Aces wild
Padres pitching coach Dave Stewart helped to instill intensity in San Diego’s pitching staff in 1998. It didn't hurt having Kevin Brown and Trevor Hoffman in the mix.
With the Padres advancing the NLCS for the first time in 24 years, I’m taking a look back at the 1998 team. The following text is adapted from my book Playing Through the Pain: Ken Caminiti and the Steroids Confession That Changed Baseball Forever.
The Padres were ready to roll the dice.
Despite a first-to-worst turn in 1997, San Diego featured the core of a winning ball club. The outfield, with Tony Gwynn in right, Steve Finley in center, and Greg Vaughn in left, had the potential to generate lots of runs. Corner infielders Ken Caminiti and Wally Joyner could carry the team and provided veteran leadership. Quilvio Veras and Chris Gomez were steady at second and short, and Carlos Hernández had pop in his bat at catcher. Closer Trevor Hoffman anchored San Diego’s bullpen. Hoffman would enter games to the AC/DC song “Hells Bells,” and from the first guitar chords to the final out, everything was electric.
But the rotation was missing something.
An edge.
The kind of intensity Dave Stewart possessed during his playing days.

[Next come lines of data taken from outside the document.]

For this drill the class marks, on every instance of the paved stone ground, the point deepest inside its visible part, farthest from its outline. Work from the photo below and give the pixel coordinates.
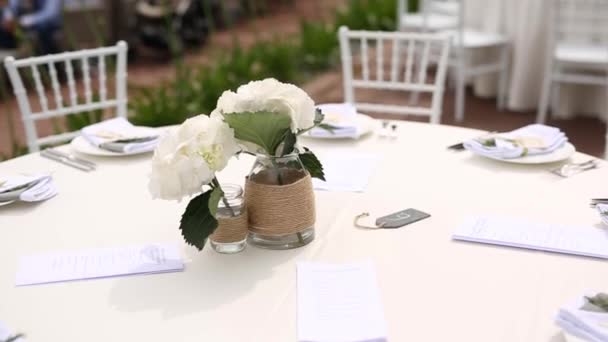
(586, 133)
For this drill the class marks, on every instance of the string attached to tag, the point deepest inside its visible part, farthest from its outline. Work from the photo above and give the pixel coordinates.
(363, 226)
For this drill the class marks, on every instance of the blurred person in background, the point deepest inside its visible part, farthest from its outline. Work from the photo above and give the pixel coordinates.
(41, 18)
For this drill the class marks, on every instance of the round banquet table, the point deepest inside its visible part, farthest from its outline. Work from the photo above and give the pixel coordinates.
(432, 288)
(526, 24)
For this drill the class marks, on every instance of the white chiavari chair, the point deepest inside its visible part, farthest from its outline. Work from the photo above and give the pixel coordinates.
(91, 61)
(433, 15)
(578, 50)
(398, 70)
(465, 43)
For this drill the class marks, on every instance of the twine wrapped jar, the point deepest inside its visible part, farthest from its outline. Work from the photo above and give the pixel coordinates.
(281, 203)
(230, 236)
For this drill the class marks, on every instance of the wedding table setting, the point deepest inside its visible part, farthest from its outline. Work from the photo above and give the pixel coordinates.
(303, 222)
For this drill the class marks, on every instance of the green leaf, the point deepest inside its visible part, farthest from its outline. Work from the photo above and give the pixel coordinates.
(265, 129)
(289, 143)
(319, 117)
(198, 221)
(598, 303)
(312, 165)
(214, 199)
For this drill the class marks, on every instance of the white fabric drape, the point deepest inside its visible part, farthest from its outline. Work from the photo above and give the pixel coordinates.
(526, 23)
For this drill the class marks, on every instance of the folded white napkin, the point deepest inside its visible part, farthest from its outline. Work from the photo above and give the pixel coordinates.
(526, 141)
(588, 325)
(603, 209)
(43, 189)
(343, 116)
(120, 129)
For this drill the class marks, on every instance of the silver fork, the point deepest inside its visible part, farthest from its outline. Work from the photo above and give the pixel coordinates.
(570, 169)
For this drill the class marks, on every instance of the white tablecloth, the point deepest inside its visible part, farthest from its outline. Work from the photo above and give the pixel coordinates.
(526, 23)
(433, 289)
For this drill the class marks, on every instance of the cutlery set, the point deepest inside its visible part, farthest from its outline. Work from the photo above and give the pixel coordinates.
(37, 190)
(570, 169)
(69, 160)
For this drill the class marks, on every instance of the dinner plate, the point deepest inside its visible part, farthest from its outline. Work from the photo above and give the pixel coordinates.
(365, 125)
(6, 203)
(571, 338)
(81, 145)
(562, 153)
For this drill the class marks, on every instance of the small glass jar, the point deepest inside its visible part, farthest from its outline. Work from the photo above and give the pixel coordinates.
(282, 208)
(231, 234)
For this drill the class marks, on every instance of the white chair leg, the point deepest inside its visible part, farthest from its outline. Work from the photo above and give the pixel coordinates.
(541, 116)
(460, 90)
(606, 138)
(415, 95)
(503, 79)
(555, 96)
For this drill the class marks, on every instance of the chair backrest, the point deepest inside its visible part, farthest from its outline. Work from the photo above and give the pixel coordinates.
(444, 8)
(95, 96)
(580, 22)
(401, 61)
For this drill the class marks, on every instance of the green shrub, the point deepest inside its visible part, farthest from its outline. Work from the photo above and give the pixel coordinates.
(196, 90)
(317, 46)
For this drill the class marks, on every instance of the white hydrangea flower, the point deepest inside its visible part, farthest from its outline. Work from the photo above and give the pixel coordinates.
(188, 157)
(270, 95)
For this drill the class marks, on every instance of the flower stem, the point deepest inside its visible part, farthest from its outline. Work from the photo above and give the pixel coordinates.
(216, 183)
(280, 181)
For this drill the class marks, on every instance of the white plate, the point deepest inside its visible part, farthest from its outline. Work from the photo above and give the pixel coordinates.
(571, 338)
(560, 154)
(365, 125)
(81, 145)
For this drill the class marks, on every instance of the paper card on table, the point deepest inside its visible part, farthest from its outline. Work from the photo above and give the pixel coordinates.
(346, 171)
(585, 241)
(339, 303)
(5, 333)
(98, 263)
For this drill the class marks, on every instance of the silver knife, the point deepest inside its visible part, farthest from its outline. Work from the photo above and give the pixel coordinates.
(118, 146)
(66, 161)
(72, 158)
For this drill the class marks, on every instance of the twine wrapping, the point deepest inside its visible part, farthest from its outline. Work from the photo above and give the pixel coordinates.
(277, 210)
(231, 229)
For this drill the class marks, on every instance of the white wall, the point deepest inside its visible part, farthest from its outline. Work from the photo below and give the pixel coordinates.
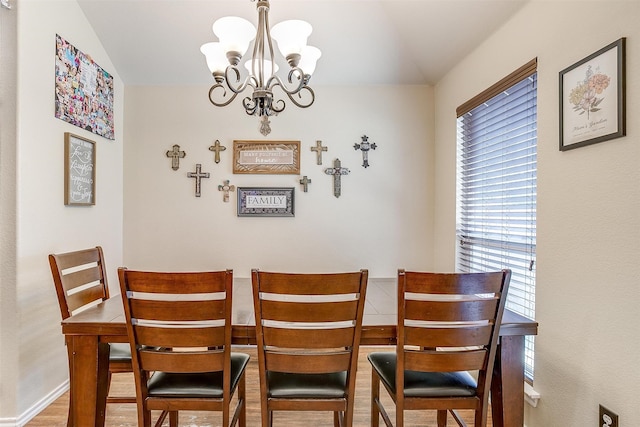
(8, 317)
(44, 224)
(382, 221)
(588, 204)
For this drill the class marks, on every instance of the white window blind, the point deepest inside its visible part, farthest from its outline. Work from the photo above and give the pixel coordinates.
(496, 190)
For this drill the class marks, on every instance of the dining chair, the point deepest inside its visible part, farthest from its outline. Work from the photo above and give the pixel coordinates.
(80, 279)
(308, 333)
(448, 327)
(179, 328)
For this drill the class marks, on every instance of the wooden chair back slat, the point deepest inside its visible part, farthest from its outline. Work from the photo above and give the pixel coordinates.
(85, 297)
(451, 311)
(307, 362)
(447, 337)
(445, 361)
(81, 257)
(289, 311)
(176, 282)
(312, 338)
(180, 337)
(305, 284)
(452, 283)
(182, 361)
(177, 310)
(91, 273)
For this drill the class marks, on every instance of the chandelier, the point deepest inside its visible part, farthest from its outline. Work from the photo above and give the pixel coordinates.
(223, 57)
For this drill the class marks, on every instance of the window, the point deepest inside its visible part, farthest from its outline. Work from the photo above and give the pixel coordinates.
(496, 188)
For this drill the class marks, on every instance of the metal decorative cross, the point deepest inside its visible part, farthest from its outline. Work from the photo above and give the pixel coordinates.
(176, 155)
(198, 175)
(365, 146)
(226, 188)
(319, 149)
(305, 183)
(337, 171)
(217, 148)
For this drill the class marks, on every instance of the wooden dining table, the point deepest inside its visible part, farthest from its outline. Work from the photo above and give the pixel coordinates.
(88, 334)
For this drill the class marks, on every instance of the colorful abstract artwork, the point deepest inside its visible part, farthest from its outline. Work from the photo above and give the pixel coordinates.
(84, 91)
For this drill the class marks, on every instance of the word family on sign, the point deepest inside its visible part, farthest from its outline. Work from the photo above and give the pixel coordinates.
(278, 202)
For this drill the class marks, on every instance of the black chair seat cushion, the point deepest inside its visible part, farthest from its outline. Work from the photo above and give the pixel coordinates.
(307, 386)
(120, 352)
(423, 384)
(207, 384)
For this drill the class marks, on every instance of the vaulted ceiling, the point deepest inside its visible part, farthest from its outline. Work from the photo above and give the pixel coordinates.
(157, 42)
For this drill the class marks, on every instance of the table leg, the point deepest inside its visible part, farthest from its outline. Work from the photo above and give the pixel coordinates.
(88, 378)
(507, 383)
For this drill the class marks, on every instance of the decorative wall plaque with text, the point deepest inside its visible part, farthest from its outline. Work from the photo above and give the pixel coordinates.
(265, 201)
(266, 157)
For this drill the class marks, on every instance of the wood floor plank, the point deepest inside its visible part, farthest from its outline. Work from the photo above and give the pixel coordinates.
(124, 415)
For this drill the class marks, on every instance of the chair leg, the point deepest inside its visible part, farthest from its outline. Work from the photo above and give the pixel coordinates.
(442, 418)
(375, 396)
(173, 419)
(69, 421)
(242, 418)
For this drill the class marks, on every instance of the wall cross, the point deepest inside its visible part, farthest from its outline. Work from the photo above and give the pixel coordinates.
(217, 148)
(319, 149)
(225, 187)
(198, 175)
(337, 171)
(176, 155)
(305, 183)
(365, 146)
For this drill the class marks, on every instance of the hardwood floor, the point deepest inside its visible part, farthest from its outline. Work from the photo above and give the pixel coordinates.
(124, 415)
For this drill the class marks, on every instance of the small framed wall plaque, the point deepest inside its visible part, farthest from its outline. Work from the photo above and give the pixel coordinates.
(592, 98)
(79, 171)
(263, 201)
(266, 157)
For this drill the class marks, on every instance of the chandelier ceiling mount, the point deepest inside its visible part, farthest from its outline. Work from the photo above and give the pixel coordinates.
(224, 57)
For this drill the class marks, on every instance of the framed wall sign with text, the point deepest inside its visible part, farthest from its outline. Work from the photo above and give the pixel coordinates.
(266, 157)
(263, 201)
(79, 170)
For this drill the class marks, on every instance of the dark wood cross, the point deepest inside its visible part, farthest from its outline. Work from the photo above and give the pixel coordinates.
(226, 188)
(198, 175)
(217, 148)
(365, 146)
(176, 155)
(305, 183)
(319, 149)
(337, 171)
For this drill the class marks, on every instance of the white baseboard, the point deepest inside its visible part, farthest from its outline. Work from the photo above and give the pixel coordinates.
(38, 407)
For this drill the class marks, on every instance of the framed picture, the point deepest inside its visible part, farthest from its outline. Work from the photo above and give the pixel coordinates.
(264, 201)
(83, 91)
(592, 98)
(79, 170)
(266, 157)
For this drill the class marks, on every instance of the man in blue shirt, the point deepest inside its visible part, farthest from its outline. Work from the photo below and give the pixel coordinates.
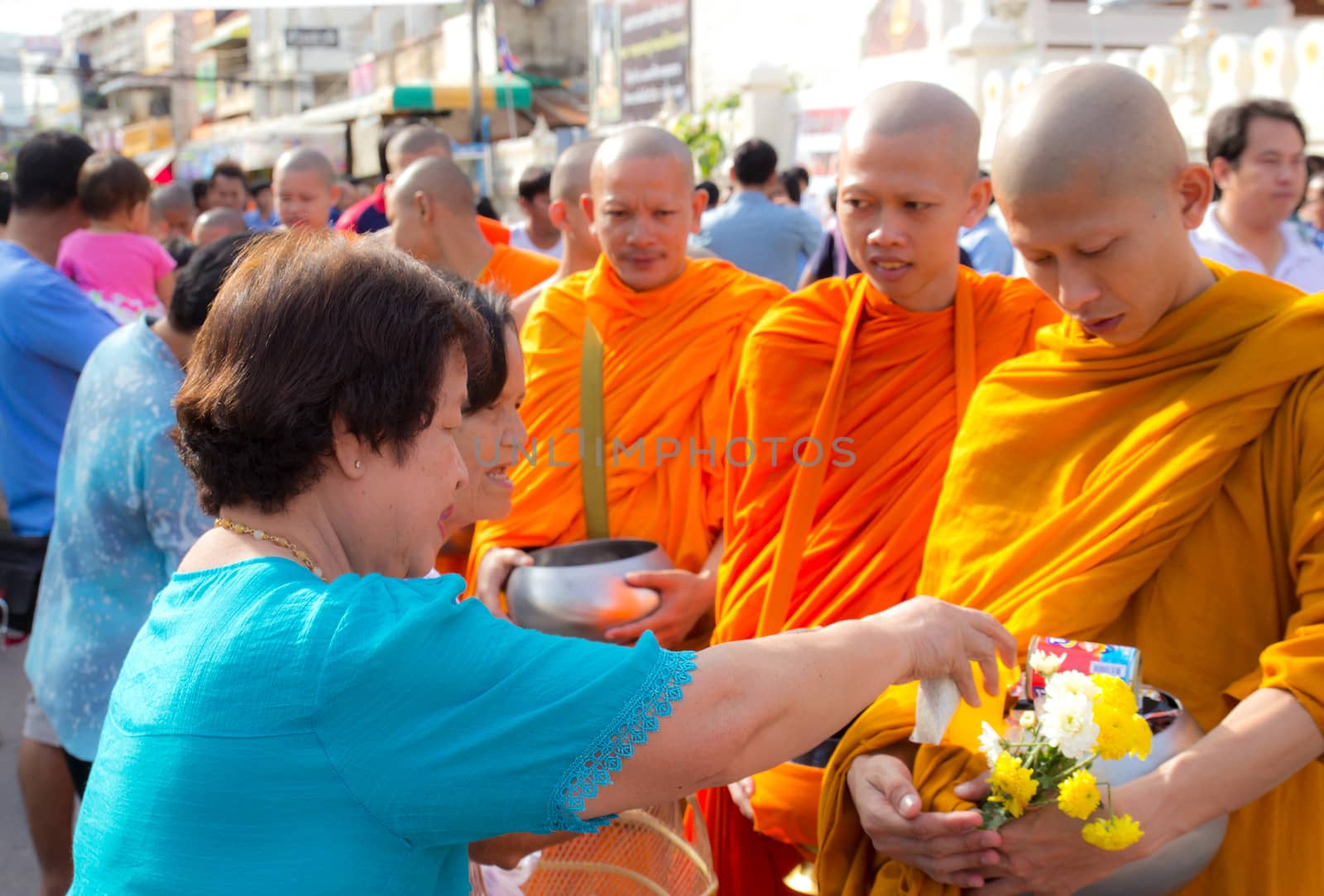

He was a guy you didn’t mess with, someone who owned the mound, and the plate, and your mind. After Padres pitching coach Dan Warthen was fired at the end of the 1997 season, GM Kevin Towers decided to fill the role from within the front office—Stewart was already serving as a special assistant for the Padres, and now he’d pick up coaching duties, too.
Stewart’s task: Make the Padres pitchers own the games they started. Make every pitch count. And make the opposition fear you. Improve on the previous year’s 47–62 record, 4.98 ERA, and 933 innings pitched, or about 5.75 per start.
He set the intensity level from the first day of spring training, making sure the pitchers did extra running. They needed to be better conditioned. That would cut down on the injuries and help them go deeper in games.
“They were a good group of guys that were anxious to learn, and they were also anxious to compete,” Stewart said.
It helped having a true ace, a number one starter, someone who could go toe to toe with the other team’s best pitcher. Someone who could neutralize a Maddux or Smoltz or Martínez or Johnson or Mussina. The Marlins happened to have just that kind of ace in Kevin Brown and were in a liquidation sale, just like your local furniture store—everything must go—after winning a surprise World Series. The thirty-two-year-old Brown went 16–8 during the 1997 season, then outdueled “Mad Dog” Maddux and “Gretzky” Glavine in the playoffs with ice in his veins.
The Marlins fielded offers for Brown, who had one year left on his contract. The Mets were a possible destination, but San Diego offered three prospects (one of whom was Derrek Lee, a first baseman who went on to have a solid career).
Having Brown allowed the Padres to move Andy Ashby and Joey Hamilton and Sterling Hitchcock back in the rotation. Between Brown and Stewart, the Padres had a new tone and depth and mandate: Win now.
Brown, a ground ball pitcher who started tinkering with a forkball that spring, would compile an 18-7 record with a 2.38 ERA in 1998 and a WHIP of 1.180.
He led the majors that year in Wins Above Replacement—finishing ahead of Mark McGwire, ahead of Sammy Sosa, ahead of Barry Bonds, ahead of everybody.
And he was the perfect ace for a team destined for October.
The other pitchers followed suit, putting together career seasons of their own. Ashby was 17-9 with a 3.34 ERA.
Hamilton won 13 games.
Hitchcock bounced between the bullpen and rotation earlier in the year before settling into a groove.
The middle relief was led by Brian Boehringer (5-2, 4.36 ERA in 56 games), Dan Miceli (10-5, 3.22 ERA in 67 games) and Donne Wall (5-4, 2.43 ERA in 46 games).
And then there was Hoffman, the fireman, to finish it off.
A converted shortstop, Hoffman had been acquired from the expansion Florida Marlins when San Diego traded away Gary Sheffield in 1993. He was becoming dominant with the help of his changeup after fellow reliever Donnie Elliott taught him a new way to grip the ball in 1994.
He was never better than 1998, when he saved 53 games with a 1.48 earned run average.
Hoffman and Brown finished second and third, respectively, in Cy Young voting.
The strong outings and sharp relief work effectively shortened games. It streamlined the path to Hoffman and left opponents gasping. Stewart’s intensity had worn off on his staff.